- Nenhum outro é autêntico. Sou a reencarnação de Edgar Allan Poe. Sou um espectro de casta inferior que aterroriza o espírito. Repare no meu sangue e nos meus ossos. Sou pavoroso e provoco náuseas. Não preciso de nenhuma ajuda pedida ao exterior. Trabalho com lençóis mortuários, uma tampa de caixão e uma bateria eléctrica.
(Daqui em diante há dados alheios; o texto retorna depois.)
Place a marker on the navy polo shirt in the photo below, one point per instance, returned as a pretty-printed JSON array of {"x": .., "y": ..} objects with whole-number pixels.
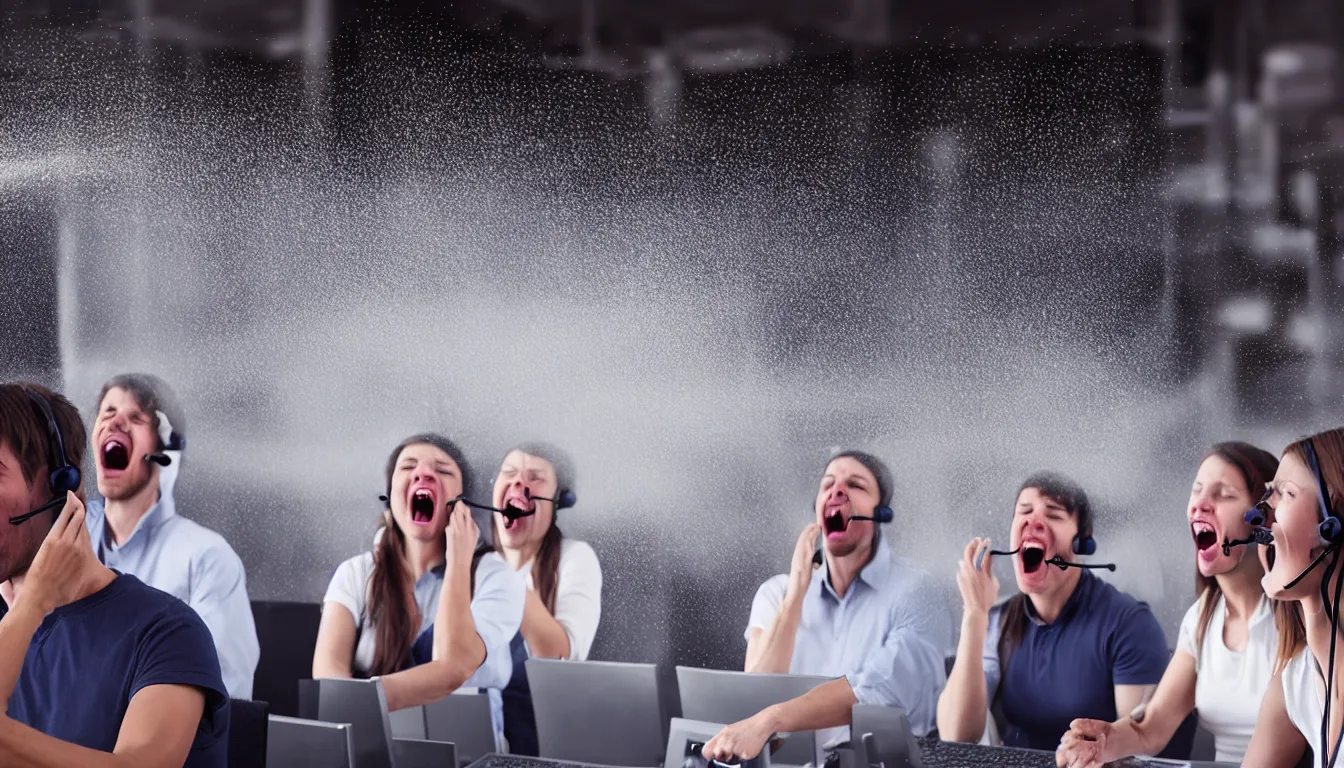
[
  {"x": 1070, "y": 669},
  {"x": 88, "y": 659}
]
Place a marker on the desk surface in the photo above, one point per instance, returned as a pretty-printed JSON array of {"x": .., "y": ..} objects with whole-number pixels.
[{"x": 936, "y": 755}]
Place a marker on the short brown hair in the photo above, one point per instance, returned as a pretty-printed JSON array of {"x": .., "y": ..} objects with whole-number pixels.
[
  {"x": 24, "y": 429},
  {"x": 153, "y": 396}
]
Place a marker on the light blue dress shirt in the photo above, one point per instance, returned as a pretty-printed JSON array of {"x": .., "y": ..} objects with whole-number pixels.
[
  {"x": 198, "y": 566},
  {"x": 887, "y": 635}
]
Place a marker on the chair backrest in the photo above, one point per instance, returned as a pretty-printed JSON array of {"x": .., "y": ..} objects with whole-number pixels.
[
  {"x": 309, "y": 743},
  {"x": 247, "y": 721},
  {"x": 308, "y": 697},
  {"x": 463, "y": 718},
  {"x": 598, "y": 712},
  {"x": 718, "y": 696},
  {"x": 288, "y": 635},
  {"x": 364, "y": 706}
]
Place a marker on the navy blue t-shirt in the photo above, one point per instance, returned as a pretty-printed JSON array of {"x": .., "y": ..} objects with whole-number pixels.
[
  {"x": 89, "y": 658},
  {"x": 1070, "y": 669}
]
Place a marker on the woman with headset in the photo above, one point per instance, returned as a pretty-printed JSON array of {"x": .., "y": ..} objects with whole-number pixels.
[
  {"x": 1067, "y": 646},
  {"x": 1303, "y": 566},
  {"x": 563, "y": 577},
  {"x": 1225, "y": 657},
  {"x": 426, "y": 611}
]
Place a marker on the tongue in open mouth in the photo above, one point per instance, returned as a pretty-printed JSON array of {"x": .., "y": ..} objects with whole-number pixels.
[
  {"x": 114, "y": 455},
  {"x": 1204, "y": 537},
  {"x": 422, "y": 507},
  {"x": 833, "y": 522},
  {"x": 1032, "y": 558}
]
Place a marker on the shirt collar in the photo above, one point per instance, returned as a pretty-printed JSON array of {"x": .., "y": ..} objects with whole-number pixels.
[
  {"x": 1085, "y": 585},
  {"x": 874, "y": 574},
  {"x": 164, "y": 509}
]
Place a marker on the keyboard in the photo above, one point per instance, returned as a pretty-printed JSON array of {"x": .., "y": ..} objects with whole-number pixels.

Numa noite faço embranquecer os cabelos.
Este ser estendeu-me os braços descarnados como para me solicitar, mas meneei a cabeça e ele desapareceu deixando atrás de si um odor abjecto, enjoativo, repulsivo.
Voltei a cair na cadeira, submetido a um tal terror, a uma tal repugnância que me teria resignado a dispensar todo o género de fantasmas se tivesse a certeza de que aquele era o derradeiro do hediondo desfile.
Um fraco roçagar de vestes que se arrastam pelo chão advertiu-me de que não era assim.
Levantei os olhos e vi uma aparição branca transpor o limiar e passar do corredor para a luz.
Quando transpôs a porta vi que era a de uma jovem e bela dama vestida à moda antiga.
Tinha as mãos postas à frente e o seu rosto pálido e orgulhoso revelava as marcas da paixão e do sofrimento.
Atravessou o vestíbulo com um ruído leve, comparável ao estalido das folhas do outono; depois, virando para mim os seus belos olhos de uma indizível tristeza, disse-me:
- Sou a mulher queixosa e sentimental, bela e maltratada. Fui abandonada e traída. Solto gritos lancinantes durante a noite e deslizo pelos corredores. Os meus antecessores são de elevada respeitabilidade e quase sempre aristocráticos. Os meus gostos são estéticos. Uma mobília antiga de carvalho como esta serviria acrescentando-lhe algumas cotas de malhas e grandes quantidades de tapeçarias. Agrada-lhe ficar comigo?
Perto do fim da frase, a voz extinguiu-se numa bela cadência, e estendeu as mãos com ar suplicante.